I like to think of myself as a funny guy. I make myself laugh. There are a lot of people out there who think they are funny and just really aren’t. You just feel bad for them, because lets be honest, they are trying really hard. So you give them the pity laugh. The thing about the pity laugh is that it doesn’t work. The people who are actually funny know the difference between a pity laugh and a genuine one so they can tell the difference. But the people who need the pity laugh think that you are genuinely laughing with them. So they go on and continue to think that they are funny, until BAM. They get to the real world. People wont give them the pity laugh. They don’t know what to do, because people always laughed at their jokes. Their community gave them that false sense of security.
The community that you live in is important. The community will change you, for better or worse.
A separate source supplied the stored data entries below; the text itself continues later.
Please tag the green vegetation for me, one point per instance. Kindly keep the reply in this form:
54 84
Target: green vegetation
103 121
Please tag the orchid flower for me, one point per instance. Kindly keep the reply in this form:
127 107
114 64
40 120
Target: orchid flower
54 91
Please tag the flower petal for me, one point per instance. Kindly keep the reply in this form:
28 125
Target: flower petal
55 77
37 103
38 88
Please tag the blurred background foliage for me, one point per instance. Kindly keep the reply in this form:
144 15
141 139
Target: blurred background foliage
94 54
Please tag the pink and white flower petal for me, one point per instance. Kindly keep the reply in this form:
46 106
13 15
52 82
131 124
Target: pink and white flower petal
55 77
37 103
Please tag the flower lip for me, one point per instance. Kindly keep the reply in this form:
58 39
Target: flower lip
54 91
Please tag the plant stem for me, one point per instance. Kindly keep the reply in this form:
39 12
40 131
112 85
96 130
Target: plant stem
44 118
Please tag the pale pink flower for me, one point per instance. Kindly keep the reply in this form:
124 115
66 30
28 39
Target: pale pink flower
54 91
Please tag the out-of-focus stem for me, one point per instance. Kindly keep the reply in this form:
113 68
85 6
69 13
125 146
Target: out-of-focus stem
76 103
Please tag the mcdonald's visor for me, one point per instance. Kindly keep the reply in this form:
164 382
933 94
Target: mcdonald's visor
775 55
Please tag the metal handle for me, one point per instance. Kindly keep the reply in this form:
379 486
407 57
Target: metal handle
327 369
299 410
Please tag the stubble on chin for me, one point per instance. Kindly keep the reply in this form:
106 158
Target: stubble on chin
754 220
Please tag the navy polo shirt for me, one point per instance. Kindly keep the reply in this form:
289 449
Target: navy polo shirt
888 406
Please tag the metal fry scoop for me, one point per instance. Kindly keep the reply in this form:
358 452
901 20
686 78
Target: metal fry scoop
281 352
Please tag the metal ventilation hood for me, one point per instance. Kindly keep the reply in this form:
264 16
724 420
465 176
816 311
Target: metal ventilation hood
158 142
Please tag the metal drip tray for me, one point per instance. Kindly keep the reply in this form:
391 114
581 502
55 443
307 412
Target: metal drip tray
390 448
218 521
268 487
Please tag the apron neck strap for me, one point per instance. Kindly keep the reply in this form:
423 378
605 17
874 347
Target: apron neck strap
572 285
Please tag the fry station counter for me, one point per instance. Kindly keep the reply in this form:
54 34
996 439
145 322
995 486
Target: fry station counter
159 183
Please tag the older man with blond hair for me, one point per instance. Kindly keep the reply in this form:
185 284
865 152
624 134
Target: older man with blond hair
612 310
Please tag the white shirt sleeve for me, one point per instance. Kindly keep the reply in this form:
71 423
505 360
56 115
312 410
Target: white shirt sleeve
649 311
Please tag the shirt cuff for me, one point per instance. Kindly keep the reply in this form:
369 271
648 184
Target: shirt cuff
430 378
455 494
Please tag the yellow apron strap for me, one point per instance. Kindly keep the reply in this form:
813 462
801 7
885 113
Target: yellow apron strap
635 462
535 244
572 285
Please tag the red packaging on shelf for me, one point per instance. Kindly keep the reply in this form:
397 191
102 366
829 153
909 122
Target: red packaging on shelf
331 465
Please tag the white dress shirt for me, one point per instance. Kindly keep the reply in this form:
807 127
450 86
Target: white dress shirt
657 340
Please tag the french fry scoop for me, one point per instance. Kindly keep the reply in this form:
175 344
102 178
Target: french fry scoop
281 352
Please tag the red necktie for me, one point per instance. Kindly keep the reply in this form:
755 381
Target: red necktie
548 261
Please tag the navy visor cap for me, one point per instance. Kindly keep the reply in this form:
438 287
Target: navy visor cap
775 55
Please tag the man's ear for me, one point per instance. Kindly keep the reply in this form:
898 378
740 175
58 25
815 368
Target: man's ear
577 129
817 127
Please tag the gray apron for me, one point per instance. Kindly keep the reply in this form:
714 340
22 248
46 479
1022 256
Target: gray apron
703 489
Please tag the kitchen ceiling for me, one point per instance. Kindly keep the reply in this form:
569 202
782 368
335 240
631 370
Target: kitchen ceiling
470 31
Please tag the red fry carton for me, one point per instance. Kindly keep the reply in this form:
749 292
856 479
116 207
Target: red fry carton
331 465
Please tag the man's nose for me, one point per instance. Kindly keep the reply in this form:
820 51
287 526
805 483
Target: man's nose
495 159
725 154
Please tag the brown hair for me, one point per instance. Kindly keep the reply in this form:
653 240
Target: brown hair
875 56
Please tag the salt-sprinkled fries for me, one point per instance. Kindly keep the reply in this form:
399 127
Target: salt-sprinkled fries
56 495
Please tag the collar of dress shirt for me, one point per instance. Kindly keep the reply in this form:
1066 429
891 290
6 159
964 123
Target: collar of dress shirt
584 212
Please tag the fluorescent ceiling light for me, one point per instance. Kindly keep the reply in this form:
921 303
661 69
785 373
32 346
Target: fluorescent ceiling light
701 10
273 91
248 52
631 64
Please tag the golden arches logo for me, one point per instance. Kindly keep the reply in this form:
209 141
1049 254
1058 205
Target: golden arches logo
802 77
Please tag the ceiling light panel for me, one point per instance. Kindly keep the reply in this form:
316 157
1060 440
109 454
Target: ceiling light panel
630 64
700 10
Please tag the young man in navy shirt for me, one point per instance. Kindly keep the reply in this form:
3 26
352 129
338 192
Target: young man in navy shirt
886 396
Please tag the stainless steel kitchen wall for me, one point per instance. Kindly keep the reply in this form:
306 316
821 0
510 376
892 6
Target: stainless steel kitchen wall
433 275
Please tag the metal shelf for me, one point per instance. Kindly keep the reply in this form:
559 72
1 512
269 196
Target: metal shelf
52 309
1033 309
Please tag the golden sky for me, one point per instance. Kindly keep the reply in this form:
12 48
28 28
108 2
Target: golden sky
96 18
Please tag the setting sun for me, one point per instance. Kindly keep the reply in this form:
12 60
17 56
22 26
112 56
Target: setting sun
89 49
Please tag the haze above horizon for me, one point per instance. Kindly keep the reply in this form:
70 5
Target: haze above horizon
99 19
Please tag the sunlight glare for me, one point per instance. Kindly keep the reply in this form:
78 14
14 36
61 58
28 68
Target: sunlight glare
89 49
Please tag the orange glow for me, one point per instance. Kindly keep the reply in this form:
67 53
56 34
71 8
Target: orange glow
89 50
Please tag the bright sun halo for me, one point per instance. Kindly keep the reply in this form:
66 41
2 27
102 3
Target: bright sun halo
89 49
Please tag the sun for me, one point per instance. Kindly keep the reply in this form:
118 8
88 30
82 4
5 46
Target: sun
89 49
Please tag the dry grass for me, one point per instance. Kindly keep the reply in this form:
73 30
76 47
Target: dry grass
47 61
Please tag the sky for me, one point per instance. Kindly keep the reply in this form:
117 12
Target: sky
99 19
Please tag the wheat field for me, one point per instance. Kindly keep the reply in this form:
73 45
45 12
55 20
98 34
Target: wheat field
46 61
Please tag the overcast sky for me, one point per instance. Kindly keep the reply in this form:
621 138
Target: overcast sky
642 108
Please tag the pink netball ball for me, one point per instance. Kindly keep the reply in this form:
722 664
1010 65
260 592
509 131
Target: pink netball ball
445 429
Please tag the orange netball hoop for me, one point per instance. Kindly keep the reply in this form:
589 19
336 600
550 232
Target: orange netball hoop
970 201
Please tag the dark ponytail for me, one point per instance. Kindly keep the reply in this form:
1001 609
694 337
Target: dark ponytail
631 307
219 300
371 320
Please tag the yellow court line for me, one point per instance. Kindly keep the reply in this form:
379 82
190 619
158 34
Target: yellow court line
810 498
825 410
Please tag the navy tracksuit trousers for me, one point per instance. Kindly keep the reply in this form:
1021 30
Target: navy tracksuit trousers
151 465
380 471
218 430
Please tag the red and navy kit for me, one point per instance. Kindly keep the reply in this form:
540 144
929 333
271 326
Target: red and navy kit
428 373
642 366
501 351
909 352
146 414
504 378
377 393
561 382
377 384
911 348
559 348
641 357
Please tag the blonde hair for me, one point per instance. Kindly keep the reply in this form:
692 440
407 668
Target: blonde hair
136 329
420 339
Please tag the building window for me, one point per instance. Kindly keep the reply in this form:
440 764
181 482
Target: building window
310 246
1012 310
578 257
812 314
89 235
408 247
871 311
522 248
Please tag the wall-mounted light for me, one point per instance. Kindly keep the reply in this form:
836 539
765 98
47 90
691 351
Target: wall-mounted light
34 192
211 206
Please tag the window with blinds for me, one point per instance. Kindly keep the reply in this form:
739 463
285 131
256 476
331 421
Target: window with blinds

Your community might be the kind that ill prepares you for the real world, or it might be the kind that doesn’t even acknowledge that there is a world outside it. Your community has the power to accept you, to shun you, to encourage or discourage you, and to be good for you or bad for you.
The community of which I am a part is a relatively small one. I live on the same campus which I work, at a small school of about six hundred. The community is largely conservative, yet is still quite diverse. Most people in the community will say that it is a very accepting and loving community, others can’t wait to be done with school or their contract. I have been a part of the community for over ten years now, and it has made me who I am. It has shaped me in more ways than even I will realize. I have had great mentors and friends who helped me to grow as a person. It will continue to change me as I grow, for we are always growing.
I will leave the community in May of 2017. The thought is a bitter sweet one. The world has so many opportunities, but being in one place for so long, I cannot tell what it will be like. I will miss my friends, and loved ones. I will miss the country of my heart, and I know when I leave a piece of me will linger. When I leave, I will find out what effect my community really had on me. What is your’s having on you?